Milano and other board members of the re-christened organization do not see this name change as reflective of a significant shift in priorities. But other students and alumni said they feel the organization has strayed from its original purpose and may alienate potential members.

True Love Revolution, the gathering space for students determined to stay abstinent on a campus where virginity is not the norm, no longer exists. Now, they say, the Anscombe Society exists not as a support group but as a community promoting abstinence, heterosexual marriage, and traditional gender roles.

“This definitely wasn’t how TLR was like from 2006 to 2009,” said Mancuso, who also served on the board of the Harvard-Radcliffe Bisexual, Gay, Lesbian, Transgender, and Supporters Alliance, now known as Queer Students and Allies. “It’s unfortunate. It definitely goes against the way I interpreted it and I would absolutely not join if I were a student now.”

PRO-ABSTINENCE SINCE 2006

TLR was founded in 2006 by Justin S. Murray ’07 and Sarah M. Murray ’07, then undergraduates at the college. The couple, who married after graduation, firmly believed in abstinence and wanted to create a safe space on campus for other students like them, former TLR affiliates said.

“True Love Revolution was created in response to the fact that nobody on campus was promoting abstinence,” said Peter A. Syski ’08, who served as TLR webmaster. “It was intended as a support group for students who wanted to live the abstinent lifestyle because it’s quite difficult when you’re surrounded by everything at Harvard.”

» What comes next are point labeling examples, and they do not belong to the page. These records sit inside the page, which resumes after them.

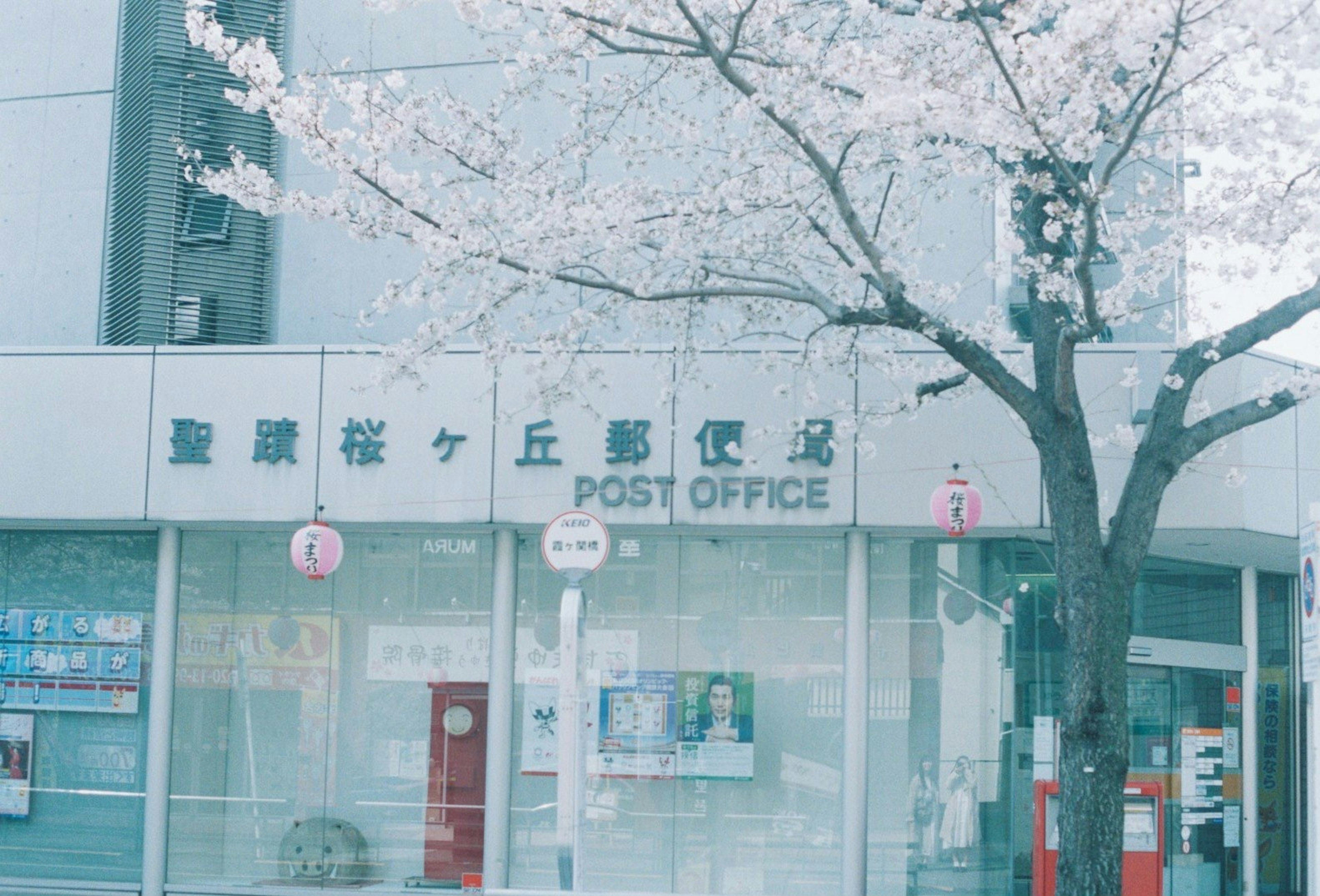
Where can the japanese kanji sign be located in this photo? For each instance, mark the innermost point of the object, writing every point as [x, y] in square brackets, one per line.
[575, 542]
[70, 660]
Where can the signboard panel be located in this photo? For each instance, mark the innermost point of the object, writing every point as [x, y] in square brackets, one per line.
[70, 660]
[1309, 617]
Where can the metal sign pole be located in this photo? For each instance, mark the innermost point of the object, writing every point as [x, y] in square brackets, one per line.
[575, 544]
[569, 740]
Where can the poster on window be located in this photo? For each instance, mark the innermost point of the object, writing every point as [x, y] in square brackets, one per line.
[15, 763]
[716, 725]
[540, 723]
[638, 726]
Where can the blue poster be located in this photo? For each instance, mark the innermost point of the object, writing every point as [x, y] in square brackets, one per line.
[639, 726]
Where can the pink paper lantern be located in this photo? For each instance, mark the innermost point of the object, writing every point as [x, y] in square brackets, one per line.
[316, 550]
[956, 507]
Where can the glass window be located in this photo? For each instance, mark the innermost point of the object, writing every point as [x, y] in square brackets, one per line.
[1190, 602]
[74, 651]
[729, 784]
[315, 722]
[940, 705]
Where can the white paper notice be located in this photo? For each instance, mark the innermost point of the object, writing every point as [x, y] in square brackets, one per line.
[1232, 827]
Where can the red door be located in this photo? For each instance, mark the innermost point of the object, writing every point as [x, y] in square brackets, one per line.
[456, 797]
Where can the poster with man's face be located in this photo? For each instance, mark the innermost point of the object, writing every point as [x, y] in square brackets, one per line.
[15, 763]
[716, 725]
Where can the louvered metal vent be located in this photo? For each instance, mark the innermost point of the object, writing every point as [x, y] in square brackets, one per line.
[185, 267]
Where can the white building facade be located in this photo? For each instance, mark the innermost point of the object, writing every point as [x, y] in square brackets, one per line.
[183, 712]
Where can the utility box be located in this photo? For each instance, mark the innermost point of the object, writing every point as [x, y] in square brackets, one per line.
[1144, 838]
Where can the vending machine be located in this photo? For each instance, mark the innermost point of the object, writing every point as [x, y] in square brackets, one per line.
[1144, 838]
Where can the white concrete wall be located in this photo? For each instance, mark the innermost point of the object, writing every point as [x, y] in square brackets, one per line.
[57, 74]
[96, 444]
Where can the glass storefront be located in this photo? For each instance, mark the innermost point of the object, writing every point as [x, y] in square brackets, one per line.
[740, 792]
[940, 679]
[334, 733]
[305, 713]
[76, 641]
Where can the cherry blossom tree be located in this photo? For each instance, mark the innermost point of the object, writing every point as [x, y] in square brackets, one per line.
[762, 167]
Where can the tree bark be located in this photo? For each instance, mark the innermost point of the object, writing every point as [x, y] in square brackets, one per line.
[1093, 616]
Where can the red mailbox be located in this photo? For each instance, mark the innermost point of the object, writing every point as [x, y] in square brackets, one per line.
[1144, 840]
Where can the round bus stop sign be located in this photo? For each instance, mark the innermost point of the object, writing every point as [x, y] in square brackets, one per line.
[575, 544]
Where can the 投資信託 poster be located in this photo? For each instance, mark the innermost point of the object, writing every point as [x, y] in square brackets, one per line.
[716, 728]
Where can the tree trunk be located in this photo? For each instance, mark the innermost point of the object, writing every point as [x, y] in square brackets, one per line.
[1093, 617]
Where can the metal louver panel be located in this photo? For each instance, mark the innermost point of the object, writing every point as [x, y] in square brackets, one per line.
[183, 266]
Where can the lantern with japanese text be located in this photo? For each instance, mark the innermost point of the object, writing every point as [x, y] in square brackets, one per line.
[956, 506]
[316, 550]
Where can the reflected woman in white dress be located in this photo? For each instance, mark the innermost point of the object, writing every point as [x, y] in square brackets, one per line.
[959, 829]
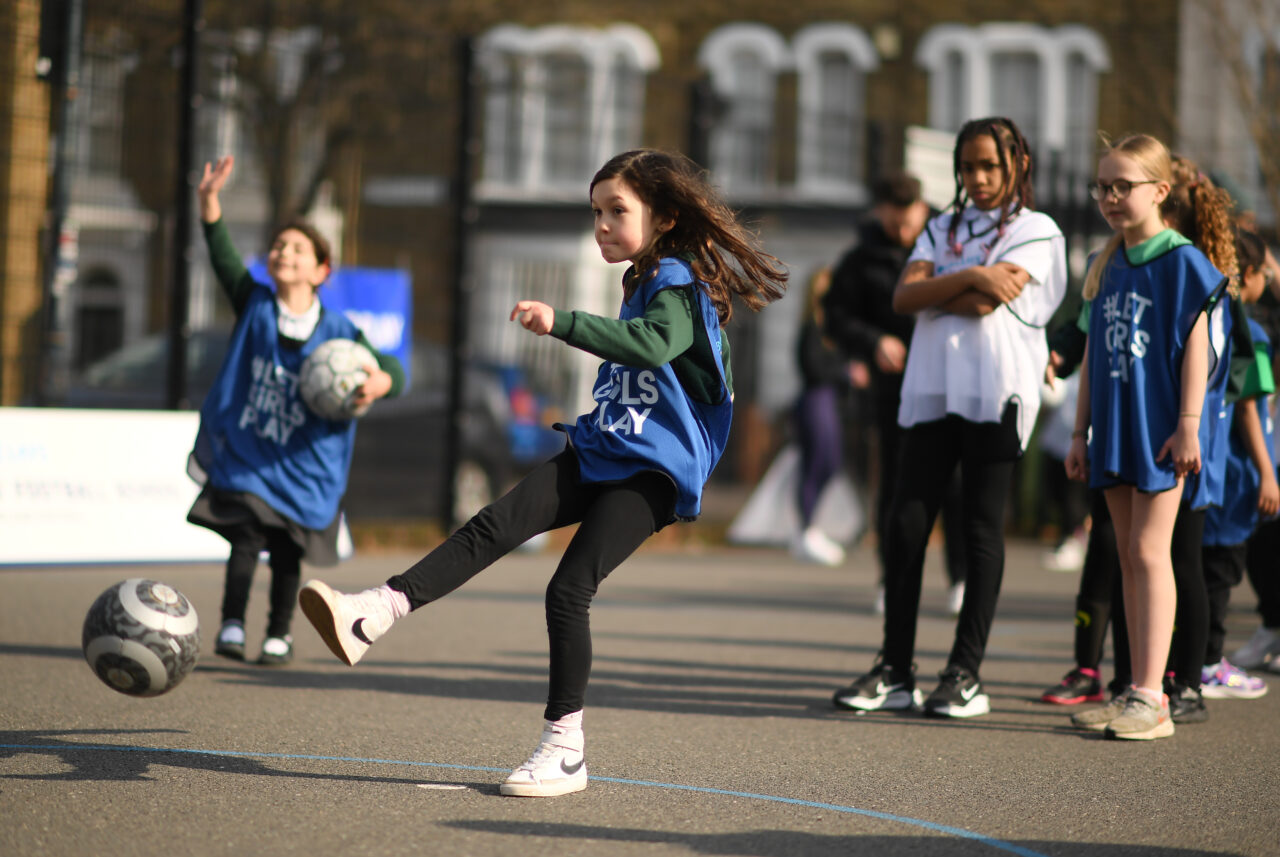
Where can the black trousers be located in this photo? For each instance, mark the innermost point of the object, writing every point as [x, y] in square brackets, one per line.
[1101, 597]
[613, 519]
[952, 503]
[1224, 568]
[1264, 569]
[986, 454]
[248, 540]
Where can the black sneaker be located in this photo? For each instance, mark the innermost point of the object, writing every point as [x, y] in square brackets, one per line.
[231, 640]
[959, 695]
[277, 651]
[881, 690]
[1080, 684]
[1187, 705]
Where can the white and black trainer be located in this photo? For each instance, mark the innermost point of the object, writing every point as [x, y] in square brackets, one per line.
[347, 623]
[881, 690]
[959, 695]
[558, 766]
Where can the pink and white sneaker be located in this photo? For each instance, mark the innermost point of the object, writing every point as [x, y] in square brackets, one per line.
[1224, 681]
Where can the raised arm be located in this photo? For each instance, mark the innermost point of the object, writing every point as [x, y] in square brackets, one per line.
[664, 331]
[1183, 445]
[918, 289]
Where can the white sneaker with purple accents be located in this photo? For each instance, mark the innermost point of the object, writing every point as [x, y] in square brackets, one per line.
[558, 766]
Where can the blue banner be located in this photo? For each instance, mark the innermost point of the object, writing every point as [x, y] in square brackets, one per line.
[379, 302]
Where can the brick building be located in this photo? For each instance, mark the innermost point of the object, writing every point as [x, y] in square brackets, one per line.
[792, 106]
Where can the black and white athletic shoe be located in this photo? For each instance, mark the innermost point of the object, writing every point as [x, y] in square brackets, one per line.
[881, 690]
[959, 695]
[347, 623]
[558, 766]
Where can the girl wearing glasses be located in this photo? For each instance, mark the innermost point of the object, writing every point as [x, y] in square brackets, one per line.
[1200, 210]
[1142, 392]
[983, 279]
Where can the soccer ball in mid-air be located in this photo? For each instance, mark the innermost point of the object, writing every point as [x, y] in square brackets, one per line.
[330, 376]
[141, 637]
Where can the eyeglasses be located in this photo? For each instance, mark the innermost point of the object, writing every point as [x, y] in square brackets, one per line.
[1121, 188]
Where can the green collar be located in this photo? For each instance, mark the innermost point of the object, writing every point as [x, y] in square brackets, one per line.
[1155, 247]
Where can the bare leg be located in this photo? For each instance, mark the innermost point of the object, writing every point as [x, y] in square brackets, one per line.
[1144, 527]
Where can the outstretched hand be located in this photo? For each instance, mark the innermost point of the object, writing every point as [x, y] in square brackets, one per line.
[210, 184]
[535, 316]
[375, 386]
[1183, 449]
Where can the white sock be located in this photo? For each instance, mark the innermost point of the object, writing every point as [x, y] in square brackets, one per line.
[396, 600]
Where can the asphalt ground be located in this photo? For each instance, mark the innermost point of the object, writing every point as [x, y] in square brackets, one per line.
[708, 723]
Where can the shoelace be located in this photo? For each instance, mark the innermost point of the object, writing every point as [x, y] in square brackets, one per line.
[540, 755]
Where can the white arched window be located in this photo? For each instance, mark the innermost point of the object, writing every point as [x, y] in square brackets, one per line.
[743, 62]
[560, 101]
[1042, 78]
[832, 60]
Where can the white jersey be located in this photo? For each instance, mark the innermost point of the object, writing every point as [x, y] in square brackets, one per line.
[973, 366]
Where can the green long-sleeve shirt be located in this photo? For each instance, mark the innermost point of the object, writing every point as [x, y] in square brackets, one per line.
[238, 284]
[663, 334]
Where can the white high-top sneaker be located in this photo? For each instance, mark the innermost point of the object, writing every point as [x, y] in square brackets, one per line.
[558, 766]
[347, 623]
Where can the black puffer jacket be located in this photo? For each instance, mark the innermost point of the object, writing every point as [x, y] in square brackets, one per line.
[859, 306]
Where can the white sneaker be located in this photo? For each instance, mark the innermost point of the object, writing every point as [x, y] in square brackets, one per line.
[347, 623]
[814, 546]
[955, 599]
[558, 766]
[1068, 557]
[1264, 646]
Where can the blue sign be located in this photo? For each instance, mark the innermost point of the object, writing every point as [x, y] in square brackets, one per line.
[379, 302]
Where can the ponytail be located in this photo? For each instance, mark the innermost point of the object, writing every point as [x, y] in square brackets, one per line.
[1093, 279]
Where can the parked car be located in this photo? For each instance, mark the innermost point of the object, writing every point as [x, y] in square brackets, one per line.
[400, 457]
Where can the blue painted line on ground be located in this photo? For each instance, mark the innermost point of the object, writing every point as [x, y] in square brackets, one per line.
[700, 789]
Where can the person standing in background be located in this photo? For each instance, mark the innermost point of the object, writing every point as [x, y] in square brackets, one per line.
[860, 320]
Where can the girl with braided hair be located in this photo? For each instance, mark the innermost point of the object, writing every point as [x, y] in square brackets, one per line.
[1150, 394]
[983, 279]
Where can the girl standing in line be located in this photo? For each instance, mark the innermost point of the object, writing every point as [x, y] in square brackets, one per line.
[1142, 390]
[984, 278]
[826, 375]
[274, 472]
[1201, 212]
[1251, 490]
[634, 464]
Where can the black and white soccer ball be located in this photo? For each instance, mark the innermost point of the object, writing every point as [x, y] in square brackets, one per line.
[141, 637]
[330, 376]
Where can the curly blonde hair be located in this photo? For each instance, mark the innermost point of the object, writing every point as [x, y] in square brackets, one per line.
[1194, 206]
[726, 257]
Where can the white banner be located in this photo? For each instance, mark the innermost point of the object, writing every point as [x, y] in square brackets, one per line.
[101, 486]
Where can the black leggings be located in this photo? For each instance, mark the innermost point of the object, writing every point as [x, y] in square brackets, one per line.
[615, 519]
[248, 540]
[986, 454]
[1101, 597]
[952, 504]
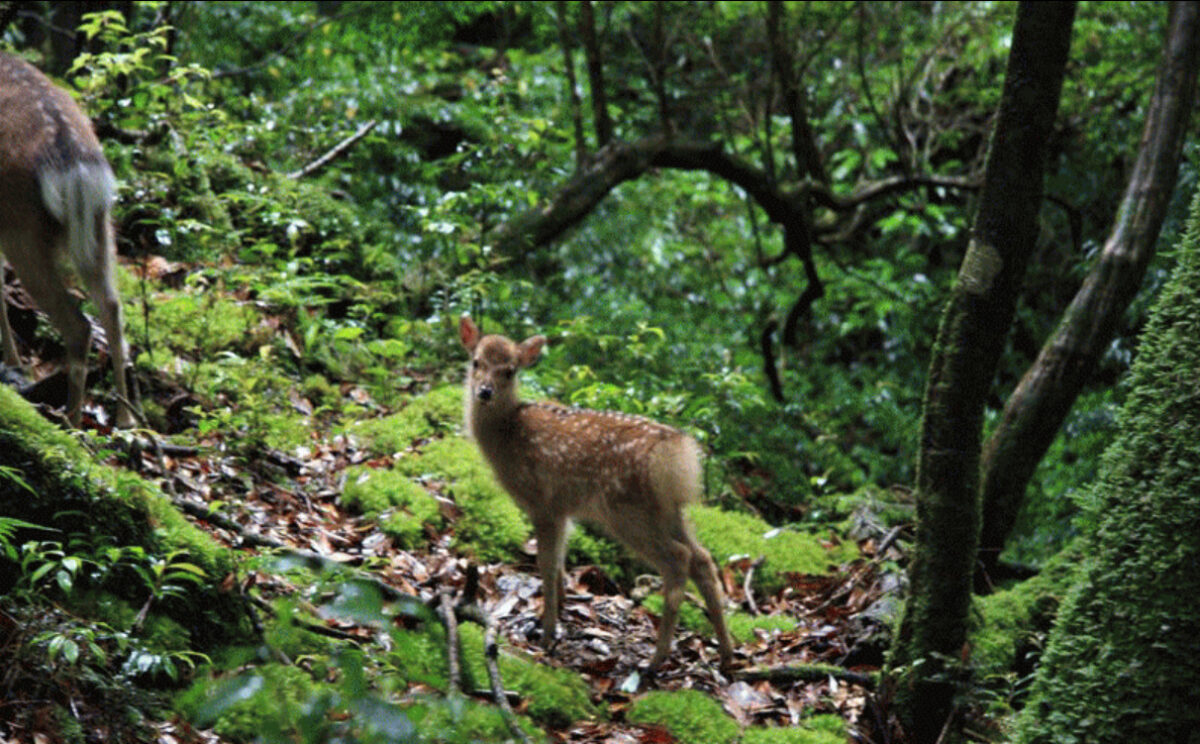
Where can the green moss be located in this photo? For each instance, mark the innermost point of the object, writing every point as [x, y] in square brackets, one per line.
[1121, 660]
[690, 715]
[201, 323]
[438, 412]
[816, 730]
[587, 545]
[402, 507]
[490, 527]
[319, 390]
[465, 721]
[730, 533]
[77, 496]
[276, 707]
[419, 657]
[1009, 621]
[742, 625]
[553, 696]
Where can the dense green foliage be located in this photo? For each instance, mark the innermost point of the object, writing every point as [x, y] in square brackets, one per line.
[1121, 660]
[269, 311]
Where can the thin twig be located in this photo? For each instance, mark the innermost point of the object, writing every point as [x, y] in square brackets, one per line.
[748, 580]
[451, 625]
[491, 651]
[334, 153]
[803, 672]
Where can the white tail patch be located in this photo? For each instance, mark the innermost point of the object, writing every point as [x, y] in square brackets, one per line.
[81, 198]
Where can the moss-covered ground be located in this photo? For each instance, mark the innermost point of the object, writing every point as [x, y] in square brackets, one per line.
[402, 473]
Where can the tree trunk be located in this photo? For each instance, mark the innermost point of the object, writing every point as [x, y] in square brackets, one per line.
[965, 357]
[1123, 660]
[1044, 396]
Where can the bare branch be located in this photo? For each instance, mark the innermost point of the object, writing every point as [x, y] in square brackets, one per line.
[564, 36]
[595, 73]
[334, 153]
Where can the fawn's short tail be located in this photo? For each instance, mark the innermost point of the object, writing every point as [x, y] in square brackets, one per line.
[81, 197]
[676, 472]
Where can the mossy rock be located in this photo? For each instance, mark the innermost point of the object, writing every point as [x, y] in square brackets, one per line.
[731, 533]
[438, 412]
[555, 696]
[816, 730]
[690, 715]
[1009, 621]
[402, 507]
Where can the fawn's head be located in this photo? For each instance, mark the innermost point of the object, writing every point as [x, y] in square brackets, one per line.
[495, 364]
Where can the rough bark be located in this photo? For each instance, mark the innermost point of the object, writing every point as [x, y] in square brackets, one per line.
[965, 358]
[1043, 397]
[1123, 659]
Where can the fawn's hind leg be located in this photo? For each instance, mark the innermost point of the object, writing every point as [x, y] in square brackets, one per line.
[703, 573]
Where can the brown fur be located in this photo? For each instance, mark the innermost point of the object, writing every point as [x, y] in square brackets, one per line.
[625, 474]
[57, 192]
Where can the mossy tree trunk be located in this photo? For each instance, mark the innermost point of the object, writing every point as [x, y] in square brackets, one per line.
[1043, 399]
[1123, 660]
[966, 354]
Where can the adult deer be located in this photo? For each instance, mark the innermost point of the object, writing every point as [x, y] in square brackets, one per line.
[629, 475]
[57, 193]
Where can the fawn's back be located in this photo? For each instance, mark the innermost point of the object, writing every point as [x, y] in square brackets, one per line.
[629, 475]
[595, 466]
[57, 192]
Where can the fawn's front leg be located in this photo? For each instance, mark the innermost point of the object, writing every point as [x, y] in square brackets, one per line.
[551, 555]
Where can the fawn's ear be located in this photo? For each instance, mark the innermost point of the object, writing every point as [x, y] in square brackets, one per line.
[529, 351]
[468, 333]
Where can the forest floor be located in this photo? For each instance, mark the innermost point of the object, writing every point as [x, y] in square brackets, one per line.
[255, 499]
[823, 665]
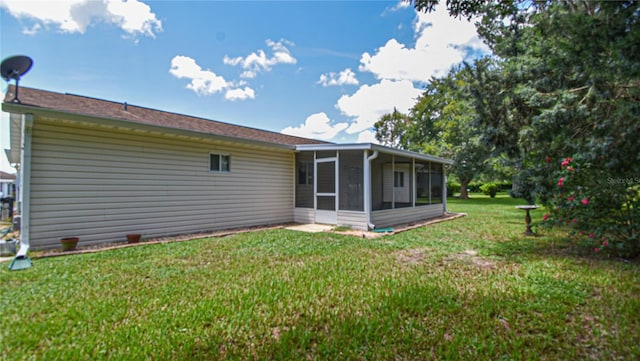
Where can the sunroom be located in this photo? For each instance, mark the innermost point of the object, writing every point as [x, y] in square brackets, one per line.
[367, 186]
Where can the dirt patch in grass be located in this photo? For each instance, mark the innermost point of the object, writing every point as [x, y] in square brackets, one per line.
[471, 257]
[411, 256]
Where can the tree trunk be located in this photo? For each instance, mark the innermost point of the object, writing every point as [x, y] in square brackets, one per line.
[464, 183]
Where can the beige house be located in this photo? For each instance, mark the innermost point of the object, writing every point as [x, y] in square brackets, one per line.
[99, 170]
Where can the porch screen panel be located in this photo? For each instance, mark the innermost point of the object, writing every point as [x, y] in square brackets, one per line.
[304, 180]
[351, 181]
[326, 184]
[380, 182]
[436, 182]
[423, 185]
[326, 177]
[402, 182]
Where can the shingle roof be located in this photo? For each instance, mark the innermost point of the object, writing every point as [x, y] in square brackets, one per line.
[82, 105]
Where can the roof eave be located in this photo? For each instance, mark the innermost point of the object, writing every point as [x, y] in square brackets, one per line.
[18, 108]
[371, 146]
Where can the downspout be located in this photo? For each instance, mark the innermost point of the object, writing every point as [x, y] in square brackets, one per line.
[22, 259]
[367, 187]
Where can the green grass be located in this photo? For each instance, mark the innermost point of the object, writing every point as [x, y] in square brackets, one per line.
[473, 288]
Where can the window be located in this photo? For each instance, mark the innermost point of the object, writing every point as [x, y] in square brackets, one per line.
[219, 162]
[398, 179]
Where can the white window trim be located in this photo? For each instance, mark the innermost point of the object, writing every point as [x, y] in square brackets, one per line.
[220, 155]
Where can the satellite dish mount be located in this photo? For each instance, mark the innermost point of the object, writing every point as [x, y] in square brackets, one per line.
[13, 68]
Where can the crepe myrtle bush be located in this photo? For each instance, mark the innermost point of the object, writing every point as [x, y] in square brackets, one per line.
[600, 211]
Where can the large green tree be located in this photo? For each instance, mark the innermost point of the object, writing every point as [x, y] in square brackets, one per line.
[560, 99]
[441, 123]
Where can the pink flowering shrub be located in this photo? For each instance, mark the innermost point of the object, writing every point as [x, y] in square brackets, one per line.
[600, 214]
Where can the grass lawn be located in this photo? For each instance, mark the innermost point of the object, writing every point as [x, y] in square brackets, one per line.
[474, 288]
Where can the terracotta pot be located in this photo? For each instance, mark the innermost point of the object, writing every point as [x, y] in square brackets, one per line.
[133, 238]
[69, 243]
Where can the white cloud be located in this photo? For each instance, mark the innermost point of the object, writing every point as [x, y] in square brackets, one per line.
[204, 82]
[345, 77]
[134, 17]
[74, 16]
[371, 102]
[441, 41]
[367, 136]
[207, 82]
[259, 61]
[316, 126]
[240, 94]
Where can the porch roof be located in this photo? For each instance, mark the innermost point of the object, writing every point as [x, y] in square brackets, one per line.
[372, 147]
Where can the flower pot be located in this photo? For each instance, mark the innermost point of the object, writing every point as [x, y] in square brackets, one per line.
[133, 238]
[69, 243]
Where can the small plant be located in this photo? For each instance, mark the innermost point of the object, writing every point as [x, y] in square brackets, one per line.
[489, 189]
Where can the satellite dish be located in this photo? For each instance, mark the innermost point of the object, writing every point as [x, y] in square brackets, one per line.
[13, 68]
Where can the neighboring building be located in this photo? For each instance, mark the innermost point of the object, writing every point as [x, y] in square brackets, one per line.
[7, 185]
[99, 170]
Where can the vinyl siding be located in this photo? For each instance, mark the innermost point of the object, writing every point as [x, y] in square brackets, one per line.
[393, 217]
[100, 183]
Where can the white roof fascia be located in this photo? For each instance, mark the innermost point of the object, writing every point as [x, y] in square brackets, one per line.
[371, 146]
[19, 109]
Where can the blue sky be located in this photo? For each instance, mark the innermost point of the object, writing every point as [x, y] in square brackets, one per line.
[318, 69]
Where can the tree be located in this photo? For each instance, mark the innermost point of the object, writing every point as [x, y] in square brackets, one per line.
[441, 123]
[564, 84]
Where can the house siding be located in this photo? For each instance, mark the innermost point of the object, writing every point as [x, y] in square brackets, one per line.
[101, 183]
[392, 217]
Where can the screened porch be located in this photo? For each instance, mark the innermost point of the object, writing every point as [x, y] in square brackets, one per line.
[367, 186]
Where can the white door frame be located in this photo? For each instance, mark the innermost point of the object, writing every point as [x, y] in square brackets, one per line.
[322, 215]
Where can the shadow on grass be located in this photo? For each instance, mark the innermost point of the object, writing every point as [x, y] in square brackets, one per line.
[555, 247]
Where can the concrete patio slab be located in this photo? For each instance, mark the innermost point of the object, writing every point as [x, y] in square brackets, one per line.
[311, 228]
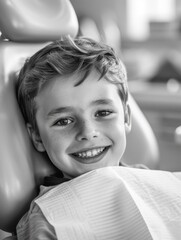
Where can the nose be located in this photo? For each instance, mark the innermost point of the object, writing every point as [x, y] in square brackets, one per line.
[87, 131]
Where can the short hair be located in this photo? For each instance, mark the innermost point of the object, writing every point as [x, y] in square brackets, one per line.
[64, 57]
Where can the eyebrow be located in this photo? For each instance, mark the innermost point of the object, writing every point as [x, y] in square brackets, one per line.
[70, 109]
[104, 101]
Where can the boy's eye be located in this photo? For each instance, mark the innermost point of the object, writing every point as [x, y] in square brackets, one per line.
[103, 113]
[63, 122]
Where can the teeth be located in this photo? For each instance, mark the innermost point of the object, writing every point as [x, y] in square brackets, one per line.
[90, 153]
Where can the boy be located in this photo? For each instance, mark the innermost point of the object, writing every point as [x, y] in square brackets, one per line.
[74, 98]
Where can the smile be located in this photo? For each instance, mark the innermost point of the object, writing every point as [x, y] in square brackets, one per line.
[90, 155]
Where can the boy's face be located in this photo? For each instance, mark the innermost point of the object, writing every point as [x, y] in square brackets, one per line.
[81, 128]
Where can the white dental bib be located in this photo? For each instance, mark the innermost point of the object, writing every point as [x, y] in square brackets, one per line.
[116, 203]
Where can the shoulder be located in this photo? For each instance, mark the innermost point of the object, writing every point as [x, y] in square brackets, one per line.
[34, 222]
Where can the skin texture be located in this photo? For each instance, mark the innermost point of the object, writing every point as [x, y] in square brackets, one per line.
[74, 121]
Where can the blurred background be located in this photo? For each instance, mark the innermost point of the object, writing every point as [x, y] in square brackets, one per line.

A little more than a year after Syski graduated, students said they remember a distinct change occurring in TLR.

“In 2009, when they announced their stance on traditional marriage, it was seen as a cultural shift and was controversial on campus,” recalled Matthew P. Cavedon ’11, who was then vice president for social justice of the Catholic Students Association. That was the platform that denounced same-sex marriage.